How to export python list to excel file?

39 Views Asked by At

I am trying to export a list of Reddit comments I web scrapped to an Excel file. The file is created but gives me this error in Excel:

"Excel cannot open the file 'test1.xlsx' because the file format or file extension is not valid.
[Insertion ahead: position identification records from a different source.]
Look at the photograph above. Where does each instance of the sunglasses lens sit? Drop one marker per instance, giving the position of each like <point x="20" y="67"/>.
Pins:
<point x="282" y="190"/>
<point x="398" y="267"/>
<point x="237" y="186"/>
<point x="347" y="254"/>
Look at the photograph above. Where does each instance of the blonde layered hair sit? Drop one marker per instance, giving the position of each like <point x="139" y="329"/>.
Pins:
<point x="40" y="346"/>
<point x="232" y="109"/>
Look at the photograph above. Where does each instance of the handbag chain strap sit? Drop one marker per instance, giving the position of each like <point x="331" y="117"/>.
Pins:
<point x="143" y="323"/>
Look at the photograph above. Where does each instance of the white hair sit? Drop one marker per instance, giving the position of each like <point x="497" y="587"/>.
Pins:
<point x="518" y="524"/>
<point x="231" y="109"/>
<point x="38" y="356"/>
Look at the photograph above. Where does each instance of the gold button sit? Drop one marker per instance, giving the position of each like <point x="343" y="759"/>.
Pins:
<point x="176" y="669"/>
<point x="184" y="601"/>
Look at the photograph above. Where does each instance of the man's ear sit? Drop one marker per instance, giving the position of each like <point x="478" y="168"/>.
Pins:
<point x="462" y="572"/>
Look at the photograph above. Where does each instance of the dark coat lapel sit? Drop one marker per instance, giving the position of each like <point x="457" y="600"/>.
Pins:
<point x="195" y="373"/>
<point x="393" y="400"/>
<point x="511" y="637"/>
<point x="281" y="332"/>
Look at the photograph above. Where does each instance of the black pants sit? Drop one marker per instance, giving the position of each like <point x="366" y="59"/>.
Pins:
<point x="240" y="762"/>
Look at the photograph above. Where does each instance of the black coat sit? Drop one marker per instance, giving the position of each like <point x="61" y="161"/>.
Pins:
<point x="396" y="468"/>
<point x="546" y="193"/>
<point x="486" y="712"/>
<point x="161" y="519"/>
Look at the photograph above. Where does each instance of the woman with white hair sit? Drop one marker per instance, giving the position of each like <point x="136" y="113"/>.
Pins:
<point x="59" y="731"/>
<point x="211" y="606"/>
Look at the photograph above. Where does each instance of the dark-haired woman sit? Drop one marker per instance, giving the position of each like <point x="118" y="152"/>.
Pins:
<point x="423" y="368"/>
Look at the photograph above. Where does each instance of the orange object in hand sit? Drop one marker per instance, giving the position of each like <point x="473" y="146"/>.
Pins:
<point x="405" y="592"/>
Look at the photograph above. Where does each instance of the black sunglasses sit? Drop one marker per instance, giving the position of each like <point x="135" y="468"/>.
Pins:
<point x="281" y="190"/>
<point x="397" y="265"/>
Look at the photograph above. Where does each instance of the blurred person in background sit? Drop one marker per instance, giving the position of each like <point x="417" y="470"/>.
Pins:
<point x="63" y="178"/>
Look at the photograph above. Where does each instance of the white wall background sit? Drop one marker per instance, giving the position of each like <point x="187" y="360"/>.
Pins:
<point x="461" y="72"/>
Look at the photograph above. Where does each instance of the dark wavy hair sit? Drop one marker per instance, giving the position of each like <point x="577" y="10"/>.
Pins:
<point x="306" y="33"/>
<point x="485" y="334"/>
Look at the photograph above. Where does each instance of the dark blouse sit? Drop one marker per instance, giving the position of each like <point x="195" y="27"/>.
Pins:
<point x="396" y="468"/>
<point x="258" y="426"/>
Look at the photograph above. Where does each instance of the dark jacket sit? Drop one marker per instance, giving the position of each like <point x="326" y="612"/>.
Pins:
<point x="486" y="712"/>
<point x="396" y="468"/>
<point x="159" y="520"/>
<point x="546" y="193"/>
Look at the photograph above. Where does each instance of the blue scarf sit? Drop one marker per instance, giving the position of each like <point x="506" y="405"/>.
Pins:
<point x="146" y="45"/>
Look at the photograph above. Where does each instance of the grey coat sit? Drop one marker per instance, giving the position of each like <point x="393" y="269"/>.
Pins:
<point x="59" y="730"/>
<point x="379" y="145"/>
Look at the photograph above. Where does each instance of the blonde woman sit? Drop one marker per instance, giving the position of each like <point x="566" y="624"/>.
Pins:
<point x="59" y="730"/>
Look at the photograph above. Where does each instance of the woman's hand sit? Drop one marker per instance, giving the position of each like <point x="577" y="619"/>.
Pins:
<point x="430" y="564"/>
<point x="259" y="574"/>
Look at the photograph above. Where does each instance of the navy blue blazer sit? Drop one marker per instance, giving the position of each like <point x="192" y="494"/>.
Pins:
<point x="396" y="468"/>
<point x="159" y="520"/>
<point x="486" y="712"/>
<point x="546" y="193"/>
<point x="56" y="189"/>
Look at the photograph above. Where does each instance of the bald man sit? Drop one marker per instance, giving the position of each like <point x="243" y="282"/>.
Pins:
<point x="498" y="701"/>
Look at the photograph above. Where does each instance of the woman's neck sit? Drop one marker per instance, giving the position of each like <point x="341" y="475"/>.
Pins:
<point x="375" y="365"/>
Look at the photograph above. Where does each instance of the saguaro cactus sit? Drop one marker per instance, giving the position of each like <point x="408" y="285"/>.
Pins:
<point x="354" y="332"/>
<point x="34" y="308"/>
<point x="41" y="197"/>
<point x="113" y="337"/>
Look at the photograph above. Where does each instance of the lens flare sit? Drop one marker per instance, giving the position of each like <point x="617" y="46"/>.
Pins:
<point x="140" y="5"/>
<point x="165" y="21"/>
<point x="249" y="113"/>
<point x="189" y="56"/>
Verify that the file has not been corrupted and that the file extension mates the format of the file."

My code so far:

url = "https://www.reddit.com/r/bayarea/comments/17v80j5/do_you_see_yourself_using_the_ca_high_speed_rail/"

submission = reddit.submission(url=url)

posts = []

for top_level_comment in submission.comments:
    if isinstance(top_level_comment, MoreComments):
        continue
    posts.append(top_level_comment.body)

posts = pd.DataFrame(posts,columns=["body"])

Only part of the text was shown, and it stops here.